While $16 represented a hefty 26% premium on the day before the offer was announced, by the time it commenced in late August, the shares were trading above $14. From that point, they never traded below $14.30 again, and some investors (toward the end, when it was reasonable to conclude that the deal would not be called off) paid more than $15.50.
As a result, few -- if any -- locked in that 26% premium. Yet, it's also true that investors who bought in the early part of the year stood to make a pretty little penny. I can understand the temptation to take home, say, a 60% gain in seven months despite the tax advantages of holding for a year or more.
But there were reasons (besides the strong run up this year) to hang on. The company generates strong cash flow, and activist investor Kerkorian's attention has prompted management to investigate uses for its cash hoard -- perhaps including a buyback or a tender offer of its own.

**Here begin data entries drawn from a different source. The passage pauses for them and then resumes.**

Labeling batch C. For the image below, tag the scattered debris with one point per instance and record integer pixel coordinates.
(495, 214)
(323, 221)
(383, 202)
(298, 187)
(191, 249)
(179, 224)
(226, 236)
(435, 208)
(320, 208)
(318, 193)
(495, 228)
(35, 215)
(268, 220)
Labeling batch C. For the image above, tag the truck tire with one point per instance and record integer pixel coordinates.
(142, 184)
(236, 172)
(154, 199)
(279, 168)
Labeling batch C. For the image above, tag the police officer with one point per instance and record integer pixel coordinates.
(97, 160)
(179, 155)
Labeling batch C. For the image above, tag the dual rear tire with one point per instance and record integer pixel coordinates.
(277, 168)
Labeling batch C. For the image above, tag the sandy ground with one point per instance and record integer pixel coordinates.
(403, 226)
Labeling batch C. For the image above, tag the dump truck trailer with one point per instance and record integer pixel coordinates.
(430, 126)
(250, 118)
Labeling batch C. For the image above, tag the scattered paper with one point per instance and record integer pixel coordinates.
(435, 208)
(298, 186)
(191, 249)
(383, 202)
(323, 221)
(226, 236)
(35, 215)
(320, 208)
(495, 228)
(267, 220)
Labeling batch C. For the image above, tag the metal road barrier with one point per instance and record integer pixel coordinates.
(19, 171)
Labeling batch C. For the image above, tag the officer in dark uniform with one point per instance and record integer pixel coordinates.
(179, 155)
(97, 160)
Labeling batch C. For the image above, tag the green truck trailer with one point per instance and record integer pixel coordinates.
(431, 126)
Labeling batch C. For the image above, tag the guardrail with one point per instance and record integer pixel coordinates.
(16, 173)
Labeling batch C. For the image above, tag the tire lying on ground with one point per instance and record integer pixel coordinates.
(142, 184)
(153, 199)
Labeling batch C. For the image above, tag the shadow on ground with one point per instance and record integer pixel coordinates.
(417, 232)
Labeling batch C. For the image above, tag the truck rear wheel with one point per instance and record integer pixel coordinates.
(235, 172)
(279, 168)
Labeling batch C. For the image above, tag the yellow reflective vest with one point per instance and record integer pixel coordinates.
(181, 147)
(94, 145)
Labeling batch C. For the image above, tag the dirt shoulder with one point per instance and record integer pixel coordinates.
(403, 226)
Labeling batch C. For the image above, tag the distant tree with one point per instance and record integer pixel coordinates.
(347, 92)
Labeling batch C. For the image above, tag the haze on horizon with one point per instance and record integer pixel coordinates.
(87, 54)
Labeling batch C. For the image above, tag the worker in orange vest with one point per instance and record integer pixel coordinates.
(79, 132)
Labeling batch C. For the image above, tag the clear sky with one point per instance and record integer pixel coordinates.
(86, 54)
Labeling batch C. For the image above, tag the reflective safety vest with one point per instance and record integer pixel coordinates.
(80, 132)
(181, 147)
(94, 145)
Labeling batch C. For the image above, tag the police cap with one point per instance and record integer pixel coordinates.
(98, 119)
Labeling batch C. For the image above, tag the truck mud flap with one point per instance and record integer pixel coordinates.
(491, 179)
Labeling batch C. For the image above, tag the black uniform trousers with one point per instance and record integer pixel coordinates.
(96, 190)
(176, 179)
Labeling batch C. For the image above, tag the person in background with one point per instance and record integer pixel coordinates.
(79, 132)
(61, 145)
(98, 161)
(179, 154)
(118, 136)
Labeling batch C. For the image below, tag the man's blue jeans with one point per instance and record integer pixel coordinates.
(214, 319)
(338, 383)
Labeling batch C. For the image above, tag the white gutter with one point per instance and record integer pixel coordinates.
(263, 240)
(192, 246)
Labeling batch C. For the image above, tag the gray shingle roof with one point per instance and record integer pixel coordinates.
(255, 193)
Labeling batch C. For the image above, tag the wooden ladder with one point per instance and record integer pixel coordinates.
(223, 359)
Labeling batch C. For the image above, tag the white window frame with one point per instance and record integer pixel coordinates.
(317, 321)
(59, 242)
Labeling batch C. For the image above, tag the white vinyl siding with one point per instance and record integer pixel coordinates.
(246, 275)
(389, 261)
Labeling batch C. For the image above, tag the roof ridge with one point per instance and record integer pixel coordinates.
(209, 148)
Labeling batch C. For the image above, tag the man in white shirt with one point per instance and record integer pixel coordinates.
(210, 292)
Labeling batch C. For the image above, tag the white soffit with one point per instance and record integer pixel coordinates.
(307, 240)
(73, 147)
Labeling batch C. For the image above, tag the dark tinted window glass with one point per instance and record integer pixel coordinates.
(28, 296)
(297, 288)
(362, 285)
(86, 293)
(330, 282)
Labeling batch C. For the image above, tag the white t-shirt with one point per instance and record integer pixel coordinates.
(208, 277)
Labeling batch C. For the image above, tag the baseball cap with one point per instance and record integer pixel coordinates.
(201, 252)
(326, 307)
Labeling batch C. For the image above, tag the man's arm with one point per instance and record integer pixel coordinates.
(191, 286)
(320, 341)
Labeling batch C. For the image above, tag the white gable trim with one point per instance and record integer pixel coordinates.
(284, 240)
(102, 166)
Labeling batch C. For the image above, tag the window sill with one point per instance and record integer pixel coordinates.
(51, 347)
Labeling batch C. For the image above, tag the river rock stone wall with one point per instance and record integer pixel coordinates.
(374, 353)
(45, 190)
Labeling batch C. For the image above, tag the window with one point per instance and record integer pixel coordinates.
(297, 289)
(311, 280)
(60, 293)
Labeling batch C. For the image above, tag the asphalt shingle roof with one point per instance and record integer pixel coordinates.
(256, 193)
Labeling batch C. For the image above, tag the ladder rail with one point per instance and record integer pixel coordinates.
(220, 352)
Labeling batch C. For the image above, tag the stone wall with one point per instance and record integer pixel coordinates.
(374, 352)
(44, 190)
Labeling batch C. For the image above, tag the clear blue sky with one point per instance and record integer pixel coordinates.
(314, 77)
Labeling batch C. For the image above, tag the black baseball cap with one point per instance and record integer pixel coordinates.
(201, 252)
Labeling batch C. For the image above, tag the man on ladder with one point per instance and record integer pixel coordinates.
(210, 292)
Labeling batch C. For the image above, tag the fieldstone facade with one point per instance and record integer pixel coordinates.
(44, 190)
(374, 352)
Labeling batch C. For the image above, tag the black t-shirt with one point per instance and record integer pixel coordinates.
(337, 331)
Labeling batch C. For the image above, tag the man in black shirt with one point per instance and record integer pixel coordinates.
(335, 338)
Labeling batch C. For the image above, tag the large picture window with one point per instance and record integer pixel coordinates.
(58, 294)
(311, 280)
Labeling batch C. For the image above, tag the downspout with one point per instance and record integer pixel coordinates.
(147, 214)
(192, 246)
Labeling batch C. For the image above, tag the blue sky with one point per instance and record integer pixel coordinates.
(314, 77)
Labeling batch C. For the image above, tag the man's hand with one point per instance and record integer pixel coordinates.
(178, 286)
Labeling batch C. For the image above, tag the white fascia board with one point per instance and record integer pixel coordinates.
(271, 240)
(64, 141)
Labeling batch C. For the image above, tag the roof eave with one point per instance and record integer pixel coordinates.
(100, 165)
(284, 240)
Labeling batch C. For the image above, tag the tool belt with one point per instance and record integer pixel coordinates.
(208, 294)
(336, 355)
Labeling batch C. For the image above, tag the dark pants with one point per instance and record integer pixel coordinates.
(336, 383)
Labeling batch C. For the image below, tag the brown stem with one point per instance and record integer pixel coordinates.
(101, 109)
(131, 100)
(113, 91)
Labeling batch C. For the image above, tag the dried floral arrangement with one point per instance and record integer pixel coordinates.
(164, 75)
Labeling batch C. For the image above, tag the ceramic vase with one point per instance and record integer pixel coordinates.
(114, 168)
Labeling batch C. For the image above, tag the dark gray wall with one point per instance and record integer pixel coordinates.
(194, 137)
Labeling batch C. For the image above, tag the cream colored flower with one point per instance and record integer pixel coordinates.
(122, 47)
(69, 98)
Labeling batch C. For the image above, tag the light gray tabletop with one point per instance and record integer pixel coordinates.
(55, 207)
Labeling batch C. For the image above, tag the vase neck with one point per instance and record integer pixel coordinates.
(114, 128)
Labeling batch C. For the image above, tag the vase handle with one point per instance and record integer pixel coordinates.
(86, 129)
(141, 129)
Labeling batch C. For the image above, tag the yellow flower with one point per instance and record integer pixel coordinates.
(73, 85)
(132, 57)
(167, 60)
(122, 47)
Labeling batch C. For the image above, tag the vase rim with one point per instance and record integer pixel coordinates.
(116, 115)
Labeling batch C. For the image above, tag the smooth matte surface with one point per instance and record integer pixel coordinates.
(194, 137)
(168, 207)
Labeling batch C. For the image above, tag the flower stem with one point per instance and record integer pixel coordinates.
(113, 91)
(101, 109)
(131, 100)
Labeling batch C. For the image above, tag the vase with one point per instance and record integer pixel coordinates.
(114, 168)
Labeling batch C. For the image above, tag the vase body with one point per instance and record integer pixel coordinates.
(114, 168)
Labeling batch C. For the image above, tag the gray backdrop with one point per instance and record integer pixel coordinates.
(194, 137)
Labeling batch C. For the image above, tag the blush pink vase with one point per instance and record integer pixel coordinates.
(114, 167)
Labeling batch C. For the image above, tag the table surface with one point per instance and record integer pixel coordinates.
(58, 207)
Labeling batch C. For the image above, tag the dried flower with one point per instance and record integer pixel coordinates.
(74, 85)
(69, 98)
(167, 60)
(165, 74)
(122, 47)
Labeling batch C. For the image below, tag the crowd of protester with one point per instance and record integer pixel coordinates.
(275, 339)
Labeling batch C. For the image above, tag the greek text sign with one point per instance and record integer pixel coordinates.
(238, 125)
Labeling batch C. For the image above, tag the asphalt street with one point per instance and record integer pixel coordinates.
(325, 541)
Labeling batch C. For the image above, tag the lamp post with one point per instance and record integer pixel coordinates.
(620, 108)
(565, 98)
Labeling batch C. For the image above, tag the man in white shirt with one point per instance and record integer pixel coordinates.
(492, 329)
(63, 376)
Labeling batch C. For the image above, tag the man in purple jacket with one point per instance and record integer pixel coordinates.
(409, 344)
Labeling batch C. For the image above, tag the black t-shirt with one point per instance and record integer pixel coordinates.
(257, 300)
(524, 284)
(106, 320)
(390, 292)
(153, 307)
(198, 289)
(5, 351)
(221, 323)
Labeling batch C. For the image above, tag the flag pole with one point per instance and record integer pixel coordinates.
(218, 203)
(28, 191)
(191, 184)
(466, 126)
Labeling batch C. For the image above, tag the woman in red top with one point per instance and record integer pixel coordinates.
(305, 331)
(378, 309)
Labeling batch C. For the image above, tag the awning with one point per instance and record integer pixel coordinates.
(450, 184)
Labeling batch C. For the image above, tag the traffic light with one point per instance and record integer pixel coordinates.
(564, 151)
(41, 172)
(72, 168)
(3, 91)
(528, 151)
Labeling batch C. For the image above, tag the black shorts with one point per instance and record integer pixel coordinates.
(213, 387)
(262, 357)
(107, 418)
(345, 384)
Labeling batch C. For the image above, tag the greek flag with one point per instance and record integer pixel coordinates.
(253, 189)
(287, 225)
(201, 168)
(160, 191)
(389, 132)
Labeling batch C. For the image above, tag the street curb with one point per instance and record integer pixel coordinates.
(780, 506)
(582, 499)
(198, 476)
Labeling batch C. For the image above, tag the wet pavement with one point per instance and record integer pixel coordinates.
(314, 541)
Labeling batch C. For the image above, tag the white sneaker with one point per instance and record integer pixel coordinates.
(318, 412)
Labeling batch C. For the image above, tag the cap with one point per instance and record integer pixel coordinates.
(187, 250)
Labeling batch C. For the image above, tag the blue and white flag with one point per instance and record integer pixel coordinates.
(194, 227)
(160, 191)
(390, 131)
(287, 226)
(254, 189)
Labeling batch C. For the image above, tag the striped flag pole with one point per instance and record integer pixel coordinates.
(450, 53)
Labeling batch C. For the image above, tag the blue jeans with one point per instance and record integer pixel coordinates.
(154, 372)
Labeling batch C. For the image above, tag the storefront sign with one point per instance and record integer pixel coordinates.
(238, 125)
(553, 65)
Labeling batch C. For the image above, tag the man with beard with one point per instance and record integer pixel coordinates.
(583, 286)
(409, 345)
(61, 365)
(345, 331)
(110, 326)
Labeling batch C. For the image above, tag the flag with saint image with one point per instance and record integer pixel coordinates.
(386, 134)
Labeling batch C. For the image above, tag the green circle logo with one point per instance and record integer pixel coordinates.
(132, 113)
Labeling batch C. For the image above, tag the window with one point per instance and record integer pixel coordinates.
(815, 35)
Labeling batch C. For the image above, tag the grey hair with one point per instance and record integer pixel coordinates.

In the end, however, investors representing approximately one-fourth of the shares outstanding -- which includes those held by management, though they aren't generally part of the float -- decided they didn't care to see what would happen next. That the shares ticked slightly downward this morning supports that notion.
You've got to admit: The enthusiastic response to the tender sure looks like an investor vote of "no confidence" in MGM management -- whether it is justified remains to be seen.